The machine learning models are complicated in nature compared to general statistical regression methods. In general machine learning (ML) model structure consists of applied parameters and their learned values for the training dataset. Hence the availability of clean and large dataset plays an important role in the development of accurate and reliable model. Also, disease risk prediction models are usually specific for a particular population and the single model may not apply for all populations. Therefore, different risk prediction models are needed for different population datasets.

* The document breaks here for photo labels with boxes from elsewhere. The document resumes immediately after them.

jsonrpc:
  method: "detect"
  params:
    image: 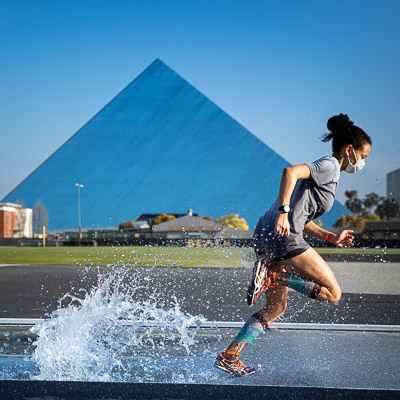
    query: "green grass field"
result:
[0,246,400,267]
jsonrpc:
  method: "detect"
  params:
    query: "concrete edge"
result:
[0,318,400,332]
[0,378,400,400]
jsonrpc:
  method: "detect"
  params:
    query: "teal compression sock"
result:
[278,272,321,299]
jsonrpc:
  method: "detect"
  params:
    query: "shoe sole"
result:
[214,362,256,378]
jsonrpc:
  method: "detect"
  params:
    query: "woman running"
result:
[214,114,372,376]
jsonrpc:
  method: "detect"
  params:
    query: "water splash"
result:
[31,268,205,382]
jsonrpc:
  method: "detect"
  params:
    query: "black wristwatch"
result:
[278,205,290,214]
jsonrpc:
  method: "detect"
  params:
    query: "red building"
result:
[0,203,16,238]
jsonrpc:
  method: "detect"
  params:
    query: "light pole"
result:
[75,183,83,246]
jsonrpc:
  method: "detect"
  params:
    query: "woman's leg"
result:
[269,247,342,303]
[222,286,288,361]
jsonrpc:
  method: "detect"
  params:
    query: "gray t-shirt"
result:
[254,156,340,259]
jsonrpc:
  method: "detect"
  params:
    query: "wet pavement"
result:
[0,262,400,399]
[0,262,400,325]
[0,329,400,399]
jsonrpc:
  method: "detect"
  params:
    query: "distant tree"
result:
[363,213,381,221]
[118,221,134,231]
[333,214,365,232]
[215,214,249,231]
[152,213,175,226]
[362,193,385,214]
[32,200,49,233]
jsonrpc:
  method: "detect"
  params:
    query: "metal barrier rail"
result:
[0,318,400,332]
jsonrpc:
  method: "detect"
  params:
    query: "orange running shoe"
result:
[214,354,256,376]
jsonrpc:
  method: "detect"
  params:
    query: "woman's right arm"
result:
[275,164,311,236]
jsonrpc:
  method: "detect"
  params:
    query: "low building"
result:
[0,203,32,238]
[362,219,400,240]
[153,215,253,245]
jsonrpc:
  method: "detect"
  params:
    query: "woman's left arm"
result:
[304,221,354,247]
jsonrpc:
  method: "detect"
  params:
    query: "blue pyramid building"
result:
[2,59,347,230]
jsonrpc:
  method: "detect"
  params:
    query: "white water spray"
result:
[32,269,205,382]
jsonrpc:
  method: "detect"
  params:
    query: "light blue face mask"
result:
[345,148,365,174]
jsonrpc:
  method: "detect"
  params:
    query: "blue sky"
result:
[0,0,400,202]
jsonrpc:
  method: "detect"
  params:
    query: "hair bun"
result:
[327,114,354,133]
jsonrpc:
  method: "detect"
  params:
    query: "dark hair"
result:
[322,114,372,153]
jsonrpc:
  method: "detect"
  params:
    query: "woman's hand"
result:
[330,229,354,247]
[275,213,290,237]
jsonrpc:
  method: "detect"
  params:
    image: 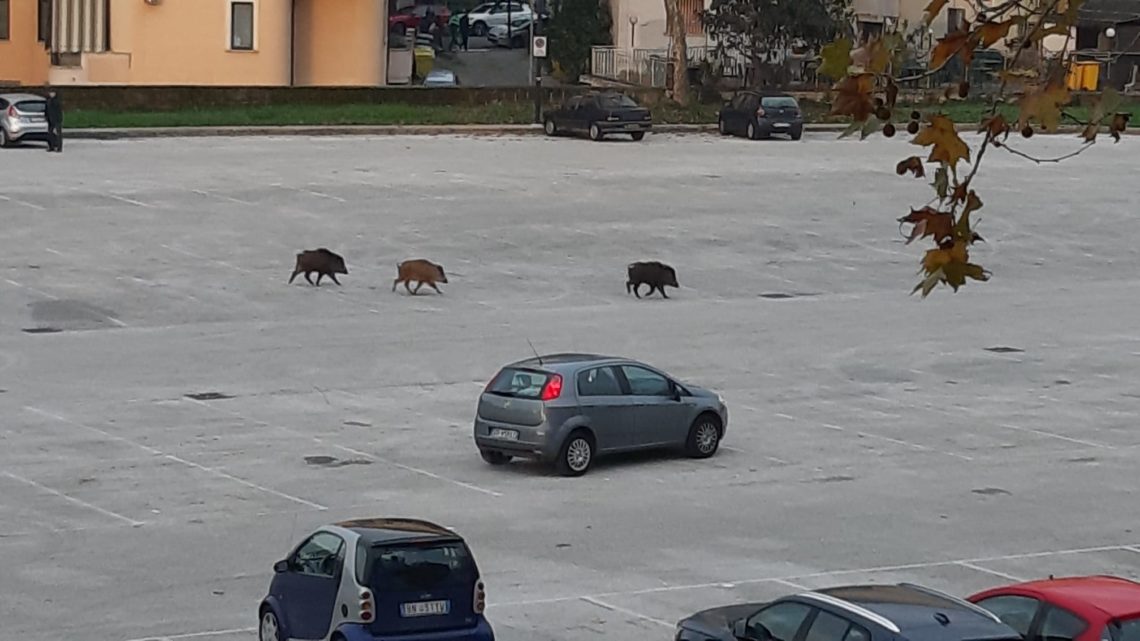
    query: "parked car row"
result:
[258,513,1140,641]
[538,88,804,140]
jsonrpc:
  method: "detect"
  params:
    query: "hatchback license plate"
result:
[400,601,451,617]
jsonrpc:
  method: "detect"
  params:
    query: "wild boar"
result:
[626,260,681,298]
[288,248,349,286]
[392,258,447,294]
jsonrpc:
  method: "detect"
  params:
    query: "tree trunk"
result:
[665,0,689,105]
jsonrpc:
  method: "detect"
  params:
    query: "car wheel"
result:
[557,430,594,477]
[479,449,512,465]
[258,608,282,641]
[685,414,720,459]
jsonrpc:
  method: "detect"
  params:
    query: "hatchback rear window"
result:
[487,367,551,398]
[360,541,478,592]
[760,96,799,109]
[16,100,48,114]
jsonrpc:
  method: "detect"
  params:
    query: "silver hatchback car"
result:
[475,354,728,477]
[0,94,50,147]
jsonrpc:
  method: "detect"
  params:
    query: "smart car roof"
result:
[335,517,462,545]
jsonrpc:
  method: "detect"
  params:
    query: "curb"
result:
[65,123,1140,140]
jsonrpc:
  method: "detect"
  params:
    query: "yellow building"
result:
[0,0,388,87]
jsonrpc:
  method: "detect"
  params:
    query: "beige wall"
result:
[0,0,50,84]
[295,0,388,87]
[84,0,291,86]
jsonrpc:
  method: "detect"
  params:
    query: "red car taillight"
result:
[539,374,562,400]
[474,581,487,615]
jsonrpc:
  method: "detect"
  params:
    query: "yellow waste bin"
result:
[1068,62,1100,91]
[416,47,435,78]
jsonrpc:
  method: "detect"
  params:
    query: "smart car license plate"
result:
[400,601,451,617]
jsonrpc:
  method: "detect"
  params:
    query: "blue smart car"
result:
[258,518,495,641]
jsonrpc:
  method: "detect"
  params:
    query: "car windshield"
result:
[16,100,48,114]
[1112,617,1140,641]
[760,96,799,109]
[487,367,549,398]
[361,541,478,592]
[597,94,637,109]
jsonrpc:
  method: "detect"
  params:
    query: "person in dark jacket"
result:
[43,91,64,152]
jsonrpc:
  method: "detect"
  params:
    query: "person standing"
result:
[43,90,64,153]
[459,11,471,51]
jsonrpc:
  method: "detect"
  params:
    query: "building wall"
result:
[295,0,388,87]
[610,0,711,49]
[0,0,51,84]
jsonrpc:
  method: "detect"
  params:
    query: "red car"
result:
[968,576,1140,641]
[388,5,451,29]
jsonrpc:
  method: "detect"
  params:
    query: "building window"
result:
[229,2,253,51]
[35,0,51,44]
[946,9,966,33]
[0,0,11,40]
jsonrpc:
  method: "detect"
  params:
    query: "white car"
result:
[487,17,531,47]
[467,1,534,38]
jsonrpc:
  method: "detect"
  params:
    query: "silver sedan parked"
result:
[474,354,728,477]
[0,94,50,147]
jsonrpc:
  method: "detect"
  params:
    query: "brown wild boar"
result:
[392,258,447,294]
[626,260,681,298]
[288,248,349,286]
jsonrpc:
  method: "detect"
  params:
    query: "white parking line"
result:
[958,561,1028,583]
[581,597,674,627]
[24,406,328,511]
[488,543,1140,608]
[129,627,258,641]
[185,398,503,497]
[3,278,59,300]
[998,423,1116,449]
[0,194,44,211]
[0,471,145,527]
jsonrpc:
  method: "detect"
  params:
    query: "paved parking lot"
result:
[0,135,1140,641]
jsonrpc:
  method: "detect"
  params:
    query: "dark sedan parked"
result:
[543,92,653,140]
[675,583,1021,641]
[717,91,804,140]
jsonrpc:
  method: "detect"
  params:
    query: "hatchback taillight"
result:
[360,590,375,622]
[539,374,562,400]
[474,581,487,615]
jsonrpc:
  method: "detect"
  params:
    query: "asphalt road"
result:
[0,135,1140,641]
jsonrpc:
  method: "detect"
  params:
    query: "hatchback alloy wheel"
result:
[258,610,280,641]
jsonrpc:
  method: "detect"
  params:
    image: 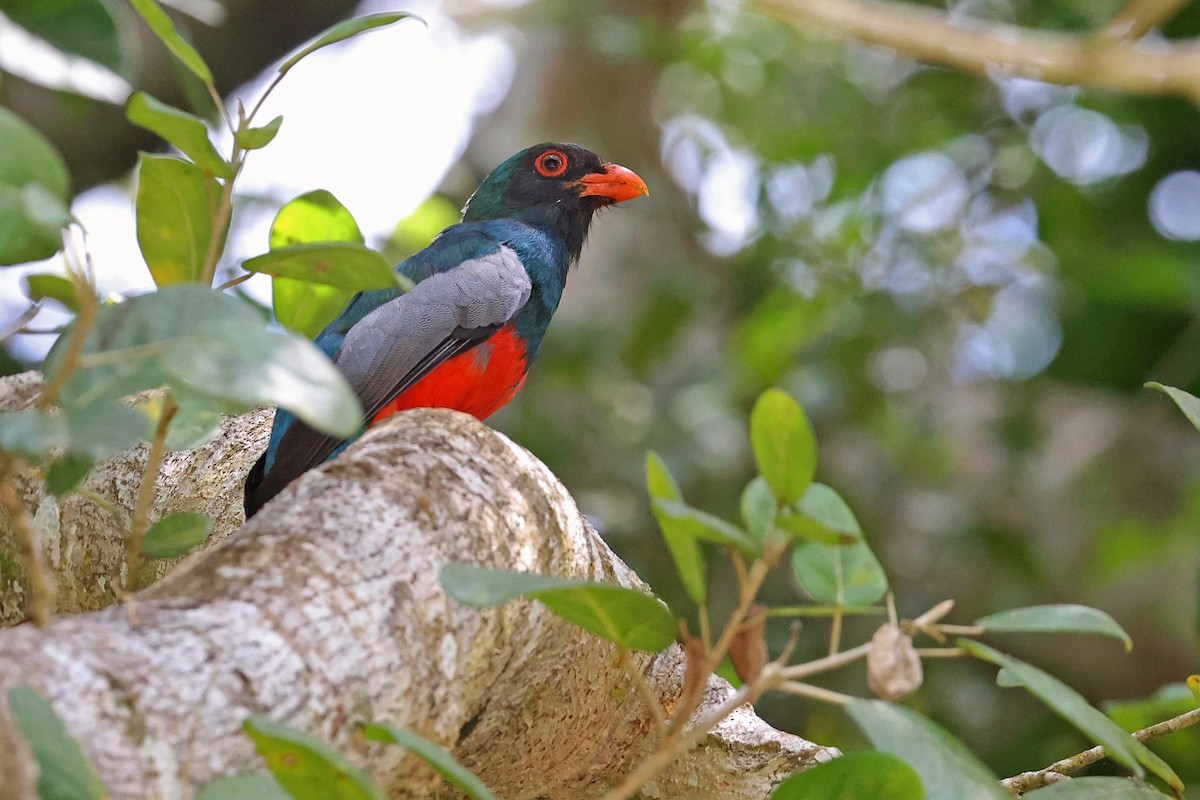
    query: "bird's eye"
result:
[533,150,566,178]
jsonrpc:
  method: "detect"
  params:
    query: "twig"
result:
[779,680,858,705]
[619,648,667,740]
[1001,709,1200,794]
[782,642,871,680]
[767,606,887,616]
[0,456,58,627]
[37,275,98,411]
[125,392,179,593]
[1096,0,1190,42]
[601,662,780,800]
[0,300,42,342]
[200,158,241,287]
[917,648,967,658]
[750,0,1200,102]
[217,272,257,291]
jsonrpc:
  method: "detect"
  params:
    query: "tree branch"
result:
[1001,709,1200,794]
[0,395,832,800]
[750,0,1200,102]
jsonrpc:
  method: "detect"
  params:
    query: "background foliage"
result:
[0,0,1200,782]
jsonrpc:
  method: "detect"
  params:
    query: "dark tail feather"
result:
[242,452,271,519]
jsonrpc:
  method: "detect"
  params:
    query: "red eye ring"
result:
[533,150,566,178]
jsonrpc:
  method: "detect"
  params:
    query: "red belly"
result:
[371,325,527,425]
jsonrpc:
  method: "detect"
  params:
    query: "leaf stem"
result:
[0,456,58,627]
[37,273,100,411]
[1001,709,1200,794]
[125,392,179,593]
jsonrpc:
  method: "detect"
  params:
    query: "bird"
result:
[244,142,649,519]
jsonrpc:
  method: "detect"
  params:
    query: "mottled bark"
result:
[0,376,828,800]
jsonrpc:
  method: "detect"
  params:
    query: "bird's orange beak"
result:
[577,164,650,203]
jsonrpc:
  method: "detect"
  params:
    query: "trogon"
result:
[245,143,649,518]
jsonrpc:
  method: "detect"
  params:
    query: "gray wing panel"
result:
[334,247,530,419]
[247,247,532,510]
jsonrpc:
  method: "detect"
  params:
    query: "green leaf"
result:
[959,639,1183,792]
[770,750,925,800]
[271,278,354,339]
[1021,777,1166,800]
[654,500,760,555]
[270,190,367,338]
[62,397,151,461]
[44,283,266,410]
[362,723,496,800]
[156,395,225,451]
[193,772,292,800]
[846,700,1012,800]
[125,91,233,178]
[136,152,221,288]
[280,12,420,74]
[244,714,384,800]
[792,513,888,606]
[775,483,863,545]
[23,272,79,313]
[46,453,96,498]
[234,116,283,150]
[0,107,71,201]
[242,247,400,293]
[46,284,362,443]
[646,451,708,604]
[270,190,364,251]
[0,107,71,265]
[130,0,212,86]
[162,320,362,438]
[1144,380,1200,431]
[442,564,676,652]
[0,0,130,74]
[750,389,817,504]
[0,409,67,458]
[740,475,779,543]
[8,686,109,800]
[976,604,1133,651]
[959,639,1183,792]
[0,185,71,266]
[142,511,212,559]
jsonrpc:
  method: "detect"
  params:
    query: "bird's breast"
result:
[371,324,528,425]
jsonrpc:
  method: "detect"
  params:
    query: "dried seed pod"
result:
[866,622,924,700]
[730,603,770,684]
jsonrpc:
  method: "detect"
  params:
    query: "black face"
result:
[504,142,613,212]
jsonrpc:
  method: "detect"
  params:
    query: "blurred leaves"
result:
[137,152,221,287]
[0,0,130,74]
[8,686,109,800]
[125,91,233,179]
[0,108,71,265]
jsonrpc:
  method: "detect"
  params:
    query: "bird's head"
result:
[462,142,649,260]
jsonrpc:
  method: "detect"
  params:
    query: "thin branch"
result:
[917,648,967,658]
[1096,0,1190,42]
[601,663,780,800]
[0,300,42,342]
[217,272,258,291]
[779,680,858,705]
[767,606,887,616]
[1001,709,1200,794]
[619,648,667,741]
[750,0,1200,102]
[125,392,179,593]
[782,642,871,680]
[0,456,58,627]
[37,275,100,411]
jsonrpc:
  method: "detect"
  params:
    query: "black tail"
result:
[242,451,270,519]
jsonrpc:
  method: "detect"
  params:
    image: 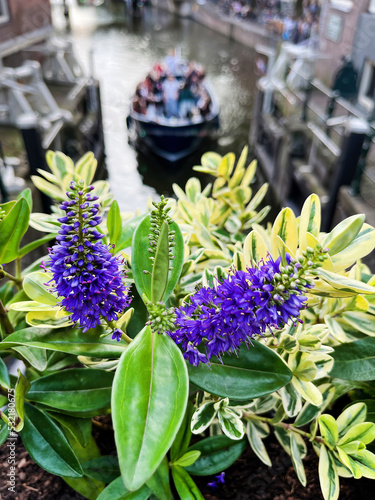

The major challenges in the disease risk prediction modeling with the machine learning methods include the lack of reproducibility and external validation. This is primarily due to the unavailability of models generated from the research and the program objects used to make the model. Thus, there is a need of development of tool that can accommodate the option of using most of the machine learning methods and can work with large amount of datasets. Moreover, the tool should have the ability to perform the cross validation of the generated model to get confidence on the model and should be able to predict diabetes in the next successive years. The prediction of diabetes in next 5-year, 10-year or any number of years in a population will help in making effective plans to combat the disease.
Machine learning has the great ability to revolutionize the diabetes risk prediction with the help of advanced computational methods and availability of large amount of epidemiological and genetic diabetes risk dataset. The technique may also help researchers to develop an accurate and effective tool that will reach at the table of clinicians to help them make better decision about the disease status.
- 1. Shankaracharya, et al. Computational intelligence in early diabetes diagnosis: A review. (2010). Rev. Diabetic Stud 7(4): 252-262.
- 2. Shankaracharya et al. Java-based diabetes type 2 prediction tools for better diagnosis. (2011) Diabetes Technol Ther14 (3): 251–256.
- 3. Shankaracharya et al. Computational intelligence-based diagnosis tool for the detection of pre diabetes and type 2 diabetes in India. (2012) Rev Diabet Stud 9(1): 55-62.
- 4. Gulshan et al. Development and validation of a deep learning algorithm for detection of diabetic retinopathy in retinal fund us photographs. (2016) JAMA.
- 5. Keating, B.J. Advances in Risk Prediction of Type 2 Diabetes: Integrating Genetic Scores with Framingham Risk Models. (2015) Diabetes 64(5): 1495-1497.